(Originally posted by Delft University of Technology)
June 15, 2015
Scientist Cees Dekker, Director of the Kavli Institute for Nanoscience at Delft University of Technology (TU Delft), has been awarded an ERC Advanced Grant by the European Union for research into synthetic cell division. He will receive €2.5 million for his new five-year research programme.
Synthetic cell division
Bionano scientist Cees Dekker aims to achieve synthetic cell division within five years. To do this, he wants to construct liposomes (soap bubble-type vesicles containing a watery solution of proteins and DNA), which can divide spontaneously via a protein ring around the circumference of the liposome, which can contract.
Dekker intends to focus on both the protein rings and the matter of positioning the ring in the correct place in the middle. He will approach this from 3 angles:
Cells in nanofabricated shapes. Dekker will study living E.coli bacteria in various different artificial shapes (triangular, square...) Studying living cells in these nanoshapes will enable him to unravel the organisation principles (in time and space) of the cell division machinery.

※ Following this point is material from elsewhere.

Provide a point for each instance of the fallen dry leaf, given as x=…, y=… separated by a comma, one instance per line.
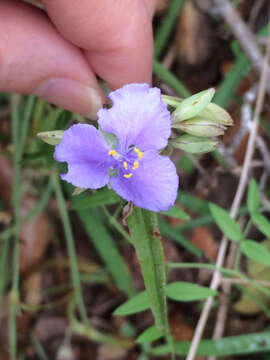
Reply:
x=202, y=238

Proteins and DNA in ‘nanochambers’. The scientists will also study the proteins that play a role in cell division by adding them to controlled nanochambers as separate components. This will provide information about the spatial organisation of the patterns of Min proteins and chromatin, which determine the position of the division ring.
Liposomes on a chip. Dekker is developing a chip-based technology for creating liposomes for the benefit of research into cell division. He wants to use this to generate autonomous division of the liposome, thereby enabling a simplified but verifiable form of synthetic cell division.
The nanofabrication approach to synthetic cell division chosen by Dekker's group is unique. Dekker thinks that this will make an important contribution to knowledge of the cell division process, and expects to have mastered synthetic cell division within five years. According to him, the mix of nanophysics and synthetic biology will lead to a deeper understanding of the biophysical foundations of cell division, and represent a crucial step forwards in ‘bottom-up biology’: the construction of a synthetic cell from separate components.